The American Insurance Association joined the PCI (See IJ Web site Feb. 24) in opposing legislation – Assembly Bill A. 9736 – under consideration in New York, indicating that the measure would further erode a workers’ compensation system already in trouble.

“The legislation contains significant increases in indemnity benefits, which would result in substantial increases in costs to all New York employers without necessary cost-cutting reforms,” said the AIA.

“New York’s workers’ compensation system is in dire need of reforms to reduce unnecessary costs, disputes and delays that riddle the system, increasing costs for New York employers without providing any benefit to injured workers,” stated Gary Henning, AIA assistant vice president, northeast region. “Not only does A. 9736 fail to include any necessary reforms while increasing indemnity benefits, the legislation also contains a host of new provisions that would further imperil New York workers’ compensation by piling even more inefficiencies on the system.”

The AIA noted that “New York’s system is already one of the most expensive in the nation. A 2003 study by the Oregon Department of Consumer and Business Services ranked New York as the eighth most costly state among 51 jurisdictions. The increased costs in this bill push New York employers” workers’ compensation costs much higher.

“Reforms are essential to fix New York’s system.
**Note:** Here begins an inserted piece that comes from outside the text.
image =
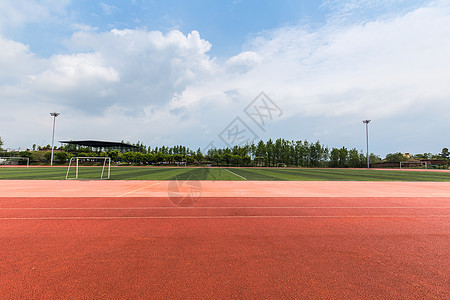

Reforms to substantially reduce costs should include: the use of objective medical guidelines to determine impairment and calculate Permanent Partial Disability (PPD) benefits; a cap on PPD benefits; encouraging return to work via offsets of benefits and employer reports; and changes in scheduled benefits.”

The AIA also stressed that “in addition to increased indemnity benefits that are expected to increase costs by as much as 25 percent, there are several new cost drivers in this bill, including:
— Weakening the exclusive remedy which currently serves as the bedrock principle of a stable workers’ compensation system;
— Increasing attorney involvement in a system that is already wracked by excessive attorney participation, disputes and delays;
— Allowing organized labor to select the insurance carrier;
— Creating a “medical trust fund” that essentially creates a state-mandated health program for uninsured workers that would require the workers’ compensation insurer to initially pay for the medical treatment even where the claim is later found to be non-compensable;
— Establishing a new “earner protection policy” that would create severe disincentives for return to work as workers would be allowed to receive almost their total income without returning to work; and
— Impairing prompt and appropriate return to work by eliminating the current prohibition on indemnity benefits exceeding pre-injury wages.

“Adoption of any of these new programs would only create further inefficiencies in the New York system and increase costs for New York’s employers. Rather than adopting such untested and unsound cost drivers, New York needs to adopt meaningful reforms that will make the state’s workers’ compensation system more competitive with those in other states,” added Henning. “The legislature should reject these new cost drivers and implement real reforms to reduce costs.”